It's The Thing, but you play as The Thing, in a deeply narrative-game experience shaped by tarot cards.
This is a phenomenal premise, but how you feel about the game specifically may have a lot to do with how you feel about its engine.
If you're familiar with The Quiet Year, that's the engine being used here, just with the slightly more flavorful/inaccessible tarot cards vs a standard english playing card deck.
If you're not familiar with The Quiet Year, get ready for for an experience where you all have to commit to creating dangers and hazards when it's your turn to talk, or else all the narrative tension just bleeds right out of the setting. Quiet Year is a cool game, and an awesome design, but moreso than maybe any other game engine I've seen, it has nothing to keep the players from just declaring that everything goes smoothly and they win.

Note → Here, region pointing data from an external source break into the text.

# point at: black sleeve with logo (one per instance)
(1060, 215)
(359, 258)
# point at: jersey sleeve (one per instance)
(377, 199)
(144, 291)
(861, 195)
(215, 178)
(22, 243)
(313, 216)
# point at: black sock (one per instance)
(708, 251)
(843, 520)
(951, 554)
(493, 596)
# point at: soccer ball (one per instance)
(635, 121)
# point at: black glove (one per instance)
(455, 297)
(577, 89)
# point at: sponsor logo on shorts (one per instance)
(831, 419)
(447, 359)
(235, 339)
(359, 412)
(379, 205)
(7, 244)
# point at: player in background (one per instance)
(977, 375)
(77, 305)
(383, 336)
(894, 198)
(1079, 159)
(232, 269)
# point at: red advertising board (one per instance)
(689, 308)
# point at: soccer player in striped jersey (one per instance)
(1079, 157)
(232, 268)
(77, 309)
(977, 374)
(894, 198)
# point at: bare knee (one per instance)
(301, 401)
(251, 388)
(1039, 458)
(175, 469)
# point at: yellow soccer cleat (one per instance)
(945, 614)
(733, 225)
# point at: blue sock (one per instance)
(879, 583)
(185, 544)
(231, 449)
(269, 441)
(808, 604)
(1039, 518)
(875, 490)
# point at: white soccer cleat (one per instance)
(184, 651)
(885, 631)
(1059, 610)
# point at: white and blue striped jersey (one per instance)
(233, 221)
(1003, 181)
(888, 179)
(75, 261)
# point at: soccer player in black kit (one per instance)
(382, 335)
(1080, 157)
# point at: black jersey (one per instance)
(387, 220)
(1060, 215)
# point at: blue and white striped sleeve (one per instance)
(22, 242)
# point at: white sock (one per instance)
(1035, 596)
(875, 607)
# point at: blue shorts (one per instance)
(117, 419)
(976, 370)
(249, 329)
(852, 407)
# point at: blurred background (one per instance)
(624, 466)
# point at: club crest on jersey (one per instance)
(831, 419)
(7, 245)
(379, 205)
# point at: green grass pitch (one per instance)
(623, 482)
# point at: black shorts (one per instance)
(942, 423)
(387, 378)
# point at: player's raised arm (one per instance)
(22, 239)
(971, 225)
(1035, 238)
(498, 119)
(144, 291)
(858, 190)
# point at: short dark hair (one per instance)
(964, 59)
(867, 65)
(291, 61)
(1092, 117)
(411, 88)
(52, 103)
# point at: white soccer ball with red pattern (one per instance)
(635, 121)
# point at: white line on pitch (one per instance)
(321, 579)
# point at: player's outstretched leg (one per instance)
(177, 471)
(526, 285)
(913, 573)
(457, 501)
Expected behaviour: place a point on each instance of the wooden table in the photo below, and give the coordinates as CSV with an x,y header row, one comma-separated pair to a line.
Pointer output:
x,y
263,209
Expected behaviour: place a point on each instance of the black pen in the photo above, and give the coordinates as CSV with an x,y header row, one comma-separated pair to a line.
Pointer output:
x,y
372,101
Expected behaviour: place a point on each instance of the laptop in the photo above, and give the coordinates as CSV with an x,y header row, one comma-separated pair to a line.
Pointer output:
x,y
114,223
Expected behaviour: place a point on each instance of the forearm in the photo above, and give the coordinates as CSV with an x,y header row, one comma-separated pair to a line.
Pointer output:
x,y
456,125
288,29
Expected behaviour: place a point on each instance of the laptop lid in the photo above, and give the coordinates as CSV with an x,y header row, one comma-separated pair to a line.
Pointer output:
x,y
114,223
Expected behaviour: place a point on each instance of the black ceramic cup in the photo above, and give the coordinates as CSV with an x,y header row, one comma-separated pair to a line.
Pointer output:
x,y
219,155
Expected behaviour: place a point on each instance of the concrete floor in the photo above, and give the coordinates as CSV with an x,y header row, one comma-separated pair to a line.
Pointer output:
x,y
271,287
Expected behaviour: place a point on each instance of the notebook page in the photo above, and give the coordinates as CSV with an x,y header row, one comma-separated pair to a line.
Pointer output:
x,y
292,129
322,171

To put it another way, Quiet Year is a GMless game, but it's one where each player should periodically treat themselves as the GM and attack the setting.
That holds true here too.
For example, if you're using Anomaly: Containment Breach to play Aliens, you want the marines to deploy sentry guns and find the exosuit just as much as you want the xenomorphs to send out hunters and pursue the survivors onto the Sulaco. Way more than in Quiet Year, you want your setting to get completely out of control.
You may also want to have a semi-fleshed premise before you start playing. The book tosses you some really big picture options (a magical school, a laboratory, a corporation, etc,) but if you narrow in on a specific creature before you do anything else (ex. a slime mold in a bathtub that grows whenever it's exposed to any kind of energy, such as light, heat, or kinetic) it becomes really easy to just riff off of that monster and establish the rest of the setting from there.
The game's tarot card deck serves as its prompts list, and the prompts are solid, so once you do get into the groove the game should move quickly.
I think I'd recommend this to anyone that likes monster movies or scifi thrillers, provided they're also open to trying an almost purely storytelling game.
Folks who need crunch, or who don't feel comfortable having a lot of power over a setting, may want to try a game like Geiger Counter first and then give this a shot.
Overall, I think A:CB has the potential to be a very flavorful one-shot---or the inciting incident for a campaign setting. If that sounds interesting to you, I would strongly encourage you to check it out.